CXL memory at 150-400ns fills the 100x gap between DRAM (80ns) and NVMe (10,000ns). For storage systems, this means metadata caches that span an entire rack, coordination state maintained by hardware coherence instead of consensus protocols, and memory pools that eliminate the billions of dollars in stranded DRAM across the industry.

The CXL 3.0 fabric vision (multi-level switching, shared memory regions, 4,096 endpoints) is 2027+ hardware. But CXL 1.1/2.0 memory expansion is available today, and the architectural decisions you make now determine whether your storage system can exploit the fabric when it arrives. Design metadata for shared memory (offset-based, zero-copy, lock-free). Design coordination for pluggable backends (RPC today, CXL shared memory tomorrow). Design buffer allocation for elastic pooling (borrow and return, not allocate and own).

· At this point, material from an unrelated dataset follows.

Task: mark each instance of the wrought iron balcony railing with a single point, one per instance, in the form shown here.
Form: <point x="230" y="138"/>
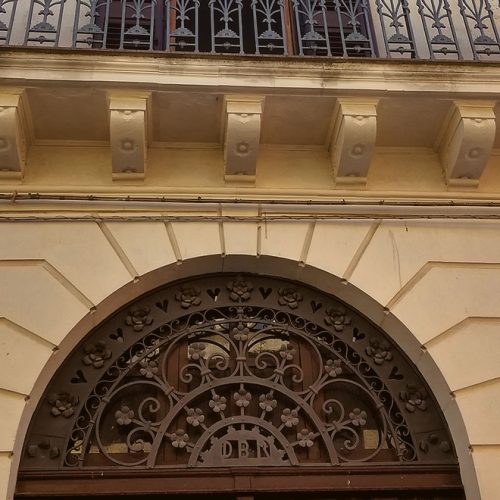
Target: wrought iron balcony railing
<point x="415" y="29"/>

The hierarchy that was (registers, caches, DRAM, SSD, HDD) served us for 40 years. The hierarchy that’s coming adds a new tier between DRAM and SSD, and that tier is shared. Shared memory changes everything about how distributed systems coordinate, cache, and allocate. Storage systems that design for it now will own the next decade of infrastructure. Systems that treat memory as a per-node resource will be the new legacy.

The staircase has a new step. Start building for it.


CXL specification versions and features from the CXL Consortium. CXL latency measurements from “Dissecting CXL Memory Performance at Scale” (ASPLOS 2025, Virginia Tech), “Performance Characterization of CXL Memory” (IPDPS 2025), and The Next Platform. CXL switch latency from Hot Chips 34 presentation. Shipping CXL hardware: Samsung CMM-D, Micron CZ120, SK Hynix CXL DRAM, XConn Apollo, Astera Labs Leo on Azure. Samsung CMM-H from Samsung Semiconductor. CXL database research: Pasha (CIDR 2025), SAP HANA on CXL (VLDB 2024). Intel Optane discontinuation from Tom’s Hardware. SemiAnalysis CXL analysis from “CXL Is Dead In The AI Era” (March 2024). Linux CXL subsystem from kernel documentation and Steve Scargall’s CXL tracking. CXL vs RDMA analysis from ACM TACO Rcmp paper. CXL consortium history from AnandTech. Gen-Z and OpenCAPI transfers from HPC Wire. Memory stranding data from Penguin Solutions CXL overview. CXL 4.0 from BusinessWire.